Potato seed: Grab early disease suppression opportunity

Seed potato producers are being urged to treat disease-susceptible stocks with a fungicide during the first grading window after the tricky harvest hindered earlier applications.

It has been a challenging season in all seed growing areas of the UK in 2023, with regular rainfall leading to some wet and sticky harvesting conditions late in the summer.

With producers keen to get crops dried and cured, few applied an early fungicide seed treatment to suppress storage diseases like dry rot, gangrene, skin spot and silver scurf before store loading.

There is also apprehension about treating the whole crop, as seed tuber treatments are not approved for use on ware potatoes, and this restricts the ability of seed producers to sell oversize seed or “tops” later on.

Gangrene/phoma lesion on surface of potato tuber. © Blackthorn Arable

Fungicide concerns

The lack of fungicide use this year is a concern for independent potato consultant Paul Overton, who notes that many popular potato varieties are susceptible to dry rot and gangrene, and both have been on the rise in recent years.
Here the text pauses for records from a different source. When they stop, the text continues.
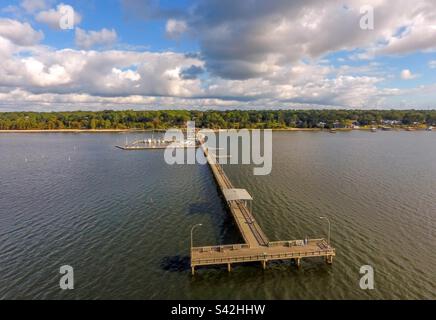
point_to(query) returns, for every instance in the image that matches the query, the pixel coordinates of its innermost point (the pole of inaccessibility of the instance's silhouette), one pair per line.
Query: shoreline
(163, 130)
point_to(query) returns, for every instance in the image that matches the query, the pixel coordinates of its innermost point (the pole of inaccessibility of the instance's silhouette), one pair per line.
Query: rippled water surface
(123, 219)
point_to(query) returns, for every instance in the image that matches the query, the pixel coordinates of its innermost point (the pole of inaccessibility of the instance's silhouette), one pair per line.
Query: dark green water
(123, 219)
“The focus at the moment is inevitably on soft rots because of the ideal conditions for bacterial infection during the growing season. 

“However, we are consistently seeing more dry rot and gangrene and they account for more of the throw out percentage at grading than people realise.

“There are no silver bullets. Pre-planting treatments applied later are stronger on rhizoctonia, so will have little impact – it’s risky to rely on those to get you out of trouble.”

Susceptible varieties

Paul says an application of Gavel (imazalil) at the first opportunity is recommended on dry rot susceptible varieties, and for most this will be imminent at first grading, when seed is split into saleable seed fractions and tops.

Treatment is especially important for pre-basic producers, as it suppresses disease in the earliest field generations, reducing proliferation further down the multiplication chain.

“In the riskiest situations, mixing Gavel with Storite Excel (thiabendazole) can also help and it’s also a good anti-resistance strategy to have two actives in the tank,” notes Paul.

He adds that applying to clean, dry tubers over a correctly set up and calibrated roller table will maximise coverage and subsequent disease suppression. 

Boxes should go back into a well-ventilated store straight after treatment for drying.

“The seed treatment application advice on Certis Belchim’s Tubercare website is the guide to getting things right,” concludes Paul.